Throughout the early 1800’s the basic structure of the Old Fashioned began to rise to popularity, particularly in New York. Water, bitters, sugar, and a garnish were commonly being added to either whiskey, gin, or brandy. By the middle of the 19th century this concoction included absinthe, other liqueurs, and citrus creating a number of variations of the same basic cocktail. Rye and Bourbon were the most popular spirits used for these cocktails, and in the 1880’s there was a resurgence in popularity of the ‘old-fashioned’ recipe for the cocktail. It was around this time that there are first references to the name Old Fashioned for the cocktail.
The oldest published recipe for the Old Fashioned cocktail is in the 1885 book Modern American Drinks: How to Mix and Serve All Kinds of Cups and Drinks by George Kappeler. The book describes the recipe as:
Old Fashioned Whiskey Cocktail
● Dissolve a small lump of sugar with a little water in a whiskey-glass;
● add two dashes Angostura bitters,
● a small piece of ice, a piece of lemon-peel,
● one jigger (2oz.) whiskey.
● Mix with small bar-spoon and serve, leaving spoon in glass.
Nowadays, the best Old Fashioned you will find will closely resemble this recipe. It wasn’t until the mid 20th century that fruit snuck it’s way into the drink, and by the 1990’s your average bar was adding chunks of orange and lots of cherries. Sure, the fruity Old Fashioned still tastes fine if you’re comfortable ruining a perfectly good whiskey.
Before making or ordering yourself an Old Fashioned, you have one critical decision to make.
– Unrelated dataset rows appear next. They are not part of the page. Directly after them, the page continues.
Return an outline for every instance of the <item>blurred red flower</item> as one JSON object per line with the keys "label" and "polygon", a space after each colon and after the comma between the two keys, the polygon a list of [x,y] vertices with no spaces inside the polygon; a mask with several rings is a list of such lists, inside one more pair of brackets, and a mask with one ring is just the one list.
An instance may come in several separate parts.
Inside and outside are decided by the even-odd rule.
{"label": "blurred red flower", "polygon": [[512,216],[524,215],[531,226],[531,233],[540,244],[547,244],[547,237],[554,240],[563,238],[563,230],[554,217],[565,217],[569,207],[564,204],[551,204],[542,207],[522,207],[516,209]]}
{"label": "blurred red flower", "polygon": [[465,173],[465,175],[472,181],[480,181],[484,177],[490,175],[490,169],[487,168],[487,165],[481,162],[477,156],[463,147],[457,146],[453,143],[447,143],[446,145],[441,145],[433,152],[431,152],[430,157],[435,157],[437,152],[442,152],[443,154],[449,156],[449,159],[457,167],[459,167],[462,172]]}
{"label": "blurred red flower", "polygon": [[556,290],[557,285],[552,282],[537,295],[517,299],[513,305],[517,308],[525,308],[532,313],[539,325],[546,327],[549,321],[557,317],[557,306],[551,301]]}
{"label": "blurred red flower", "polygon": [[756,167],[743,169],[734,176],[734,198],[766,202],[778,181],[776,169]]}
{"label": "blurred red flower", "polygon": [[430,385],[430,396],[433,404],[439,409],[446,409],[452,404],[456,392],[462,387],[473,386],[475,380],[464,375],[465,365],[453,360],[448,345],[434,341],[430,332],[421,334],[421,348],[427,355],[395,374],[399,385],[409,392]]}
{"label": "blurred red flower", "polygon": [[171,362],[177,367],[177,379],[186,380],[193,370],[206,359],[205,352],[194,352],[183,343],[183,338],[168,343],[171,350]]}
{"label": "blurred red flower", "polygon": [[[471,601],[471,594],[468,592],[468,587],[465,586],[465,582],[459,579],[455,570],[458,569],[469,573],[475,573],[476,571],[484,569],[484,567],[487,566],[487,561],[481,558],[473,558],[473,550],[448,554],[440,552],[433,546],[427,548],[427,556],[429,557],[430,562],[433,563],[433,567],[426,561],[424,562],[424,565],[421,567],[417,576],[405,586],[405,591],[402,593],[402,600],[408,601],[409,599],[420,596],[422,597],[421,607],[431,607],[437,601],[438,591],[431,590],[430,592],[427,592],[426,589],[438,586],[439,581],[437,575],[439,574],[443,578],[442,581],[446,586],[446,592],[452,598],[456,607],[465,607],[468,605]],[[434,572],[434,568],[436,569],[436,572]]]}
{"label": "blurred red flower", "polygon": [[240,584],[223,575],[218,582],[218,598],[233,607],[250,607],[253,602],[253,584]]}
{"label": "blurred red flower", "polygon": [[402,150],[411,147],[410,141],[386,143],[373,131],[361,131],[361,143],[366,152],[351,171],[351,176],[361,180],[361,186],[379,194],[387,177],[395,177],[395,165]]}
What whiskey will you be using?
While bourbon is now the whiskey of choice for most, rye is a close second and was the favorite at the origin of the drink. Bourbon is, by law, distilled from a minimum of 51% corn and aged in new white American oak barrels. Many folks who think they know whiskey will spew the lie that it must be from Kentucky to be labeled ‘bourbon’. This is false: Kentucky is where most distilleries are, but it can be from anywhere so long as it meets the requirements of the recipe. Rye must be distilled from a minimum of 51% rye. If you’re choosing a rye whiskey, be aware that many Canadian whiskeys are labeled rye but contain no actual rye. It seems that Canada needs to step up its label game.
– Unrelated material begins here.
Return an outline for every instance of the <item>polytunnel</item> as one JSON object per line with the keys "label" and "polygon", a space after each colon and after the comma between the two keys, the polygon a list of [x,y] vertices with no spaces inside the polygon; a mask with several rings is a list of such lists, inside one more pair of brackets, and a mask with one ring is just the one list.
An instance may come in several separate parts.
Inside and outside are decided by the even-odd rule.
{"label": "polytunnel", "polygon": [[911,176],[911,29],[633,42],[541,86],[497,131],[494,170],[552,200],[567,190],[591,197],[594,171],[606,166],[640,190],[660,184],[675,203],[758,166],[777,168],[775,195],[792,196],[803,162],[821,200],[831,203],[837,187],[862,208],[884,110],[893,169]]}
Typically bourbon is seen as a softer, slightly sweeter whiskey with more caramel and vanilla notes, whereas rye tends to have more bite and spice. Traditionally a bourbon Old Fashioned will be garnished with an orange rind, while a rye variation gets a lemon rind.
A modern Old Fashioned recipe is quite simple but has many steps that see a great deal of variation depending on the bartender:
- 2 oz. quality bourbon or rye whiskey
- Sugar cube
- 2 dashes Angostura bitters
- Splash of club soda or water
- Lemon or orange rind garnish
- No cherries or fruit wedges
- Old Fashioned, lowball, or rocks glass
- Peeler or knife
- Lighter (optional)
It’s important to begin with a clean, polished Old Fashioned glass, however if you don’t have a true Old Fashioned glass then any short, squat liquid holding container will do. Place the sugar cube in the glass and add the bitters onto the sugar. Do not use simple syrup; you are adding more water than you need. Add a splash of club soda or water to soften the sugar, then muddle it until it is dissolved. Place a large ice cube or ball into the glass and pour the whiskey over the ice. Give the mixture a brief spin to mix thoroughly. To garnish, slice a 1 in. by 2 in, piece of lemon or orange rind. Do not add more fruit. If you’re feeling particularly fancy, rub the rind around the rim of the glass and pinch it to release the fragrant oils. The spritz of citrus oils can be lit over the glass for a small burst of flame and a bit of showmanship.